Meta Supprime CrowdTangle, Mais Ses Critiques Persistent

La lutte contre la désinformation en ligne est un enjeu majeur à l’approche des élections américaines de 2024. C’est dans ce contexte tendu que Meta, la maison mère de Facebook et Instagram, a décidé de supprimer CrowdTangle, son outil de suivi de la désinformation. Une décision qui suscite l’inquiétude des chercheurs et des journalistes.

CrowdTangle, un outil précieux pour traquer la désinformation

Lancé en 2016, CrowdTangle permettait de suivre la propagation des contenus sur Facebook et Instagram. Il était particulièrement utilisé par les chercheurs, les journalistes et les responsables politiques pour identifier rapidement la désinformation et les interférences dans les processus électoraux.

Selon Meta, CrowdTangle était devenu un outil « dégradé » qui ne fournissait pas d’informations complètes et précises. La société a donc décidé de le remplacer par sa nouvelle Content Library.

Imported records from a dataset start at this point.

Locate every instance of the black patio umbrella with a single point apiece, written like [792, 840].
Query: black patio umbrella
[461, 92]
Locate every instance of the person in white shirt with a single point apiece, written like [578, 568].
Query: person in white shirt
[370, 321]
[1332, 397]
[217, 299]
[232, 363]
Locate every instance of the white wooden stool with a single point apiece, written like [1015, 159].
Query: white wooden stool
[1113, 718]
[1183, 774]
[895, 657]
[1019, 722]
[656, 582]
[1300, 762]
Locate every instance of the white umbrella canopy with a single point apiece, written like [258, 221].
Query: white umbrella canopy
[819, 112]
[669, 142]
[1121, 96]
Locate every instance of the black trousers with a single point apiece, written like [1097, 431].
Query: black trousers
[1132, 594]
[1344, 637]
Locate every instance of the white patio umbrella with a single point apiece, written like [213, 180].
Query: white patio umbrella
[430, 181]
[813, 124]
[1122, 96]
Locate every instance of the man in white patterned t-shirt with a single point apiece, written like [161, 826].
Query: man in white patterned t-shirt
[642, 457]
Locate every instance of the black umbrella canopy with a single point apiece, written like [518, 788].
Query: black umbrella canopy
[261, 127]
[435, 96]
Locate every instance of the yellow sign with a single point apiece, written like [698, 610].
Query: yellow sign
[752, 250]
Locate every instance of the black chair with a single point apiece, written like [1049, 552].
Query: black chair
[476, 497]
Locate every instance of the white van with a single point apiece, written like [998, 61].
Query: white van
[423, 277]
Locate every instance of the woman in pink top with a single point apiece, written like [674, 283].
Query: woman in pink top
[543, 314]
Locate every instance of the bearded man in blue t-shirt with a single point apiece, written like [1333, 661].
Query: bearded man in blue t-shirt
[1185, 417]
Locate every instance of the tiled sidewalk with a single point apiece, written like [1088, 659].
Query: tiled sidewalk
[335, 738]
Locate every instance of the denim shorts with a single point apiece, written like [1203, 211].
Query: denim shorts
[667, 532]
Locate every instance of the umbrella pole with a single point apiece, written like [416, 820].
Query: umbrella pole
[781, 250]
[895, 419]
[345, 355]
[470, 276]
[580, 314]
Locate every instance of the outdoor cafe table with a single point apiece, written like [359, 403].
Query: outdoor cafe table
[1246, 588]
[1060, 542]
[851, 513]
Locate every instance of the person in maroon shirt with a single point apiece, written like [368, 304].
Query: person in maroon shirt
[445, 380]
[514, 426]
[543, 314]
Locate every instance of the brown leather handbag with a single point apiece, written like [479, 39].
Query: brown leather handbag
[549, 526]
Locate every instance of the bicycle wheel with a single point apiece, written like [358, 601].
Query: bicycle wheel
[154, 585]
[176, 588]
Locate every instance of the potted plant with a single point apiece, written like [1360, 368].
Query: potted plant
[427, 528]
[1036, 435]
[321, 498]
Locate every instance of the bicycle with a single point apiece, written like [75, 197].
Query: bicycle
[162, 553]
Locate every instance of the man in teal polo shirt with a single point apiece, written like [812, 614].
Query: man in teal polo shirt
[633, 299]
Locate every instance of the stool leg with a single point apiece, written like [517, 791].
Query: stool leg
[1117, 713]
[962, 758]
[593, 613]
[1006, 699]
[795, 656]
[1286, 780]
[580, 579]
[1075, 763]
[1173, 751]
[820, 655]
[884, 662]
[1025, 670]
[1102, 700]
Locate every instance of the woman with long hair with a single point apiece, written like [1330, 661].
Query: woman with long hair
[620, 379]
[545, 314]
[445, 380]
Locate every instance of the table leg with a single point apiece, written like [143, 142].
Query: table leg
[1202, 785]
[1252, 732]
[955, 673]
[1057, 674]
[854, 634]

Content Library, une alternative limitée et moins transparente

La Meta Content Library est censée offrir des informations plus détaillées sur ce que les utilisateurs voient et expérimentent réellement sur les plateformes. Mais les chercheurs qui y ont accès pointent de nombreuses limitations :

  • Un accès restreint aux chercheurs et journalistes accrédités
  • Moins de fonctionnalités et de données exploitables qu’avec CrowdTangle
  • Une expérience utilisateur dégradée

Cameron Hickey, du National Conference on Citizenship, estime que Content Library n’offre que « 1% des fonctionnalités de CrowdTangle ». Il dénonce l’impossibilité de suivre l’évolution du nombre d’abonnés d’une page au fil du temps ou de télécharger les publications des comptes de moins de 25 000 abonnés, ce qui exclut de nombreux politiques.

Des lanceurs d’alerte privés d’accès à un outil essentiel

Media Matters, une organisation de journalisme d’investigation, a révélé par le passé que contrairement aux affirmations de certains médias conservateurs, Facebook ne censurait pas les contenus de droite. Au contraire, ces derniers généraient un engagement considérablement plus élevé. Aujourd’hui, Media Matters n’a plus accès à Meta Content Library.

Avant l’attaque du Capitole le 6 janvier, les chercheurs et les journalistes ont utilisé CrowdTangle pour tirer la sonnette d’alarme sur l’organisation en ligne et le potentiel de violence visant à délégitimer l’élection.

Brandi Geurkink, Coalition for Independent Technology Research

Un choix de transparence interrogé à l’approche des élections

De nombreux observateurs s’interrogent sur le timing de cette décision. Pourquoi Meta a-t-il choisi de supprimer CrowdTangle trois mois seulement avant l’élection présidentielle américaine la plus controversée de l’histoire, menacée par la prolifération des deepfakes et de la désinformation véhiculée par les intelligences artificielles?

Contacté par TechCrunch, un porte-parole de Meta a défendu le choix de la transparence. Il a souligné que Content Library inclurait bientôt les contenus de Threads et que les données de CrowdTangle étaient biaisées vers les comptes à très grande audience.

Twitter et OpenAI, autres menaces pour la recherche sur les réseaux sociaux

Meta n’est pas la seule entreprise tech à restreindre l’accès des chercheurs à ses données. Lorsque Elon Musk a racheté Twitter, il a immédiatement limité l’accès à l’API permettant d’analyser les contenus de la plateforme. Le forfait entreprise le moins cher coûte désormais 42 000 dollars par mois.

De son côté, OpenAI vient de bannir des comptes ChatGPT liés à une opération d’influence iranienne qui générait des contenus sur l’élection présidentielle américaine.

Autant de signaux inquiétants à l’heure où les géants de la tech semblent privilégier leurs intérêts commerciaux à la transparence démocratique. Les élections de 2024 seront un test grandeur nature de notre capacité à endiguer la désinformation en ligne. Mais sans outils adéquats, la société civile part avec un sérieux handicap.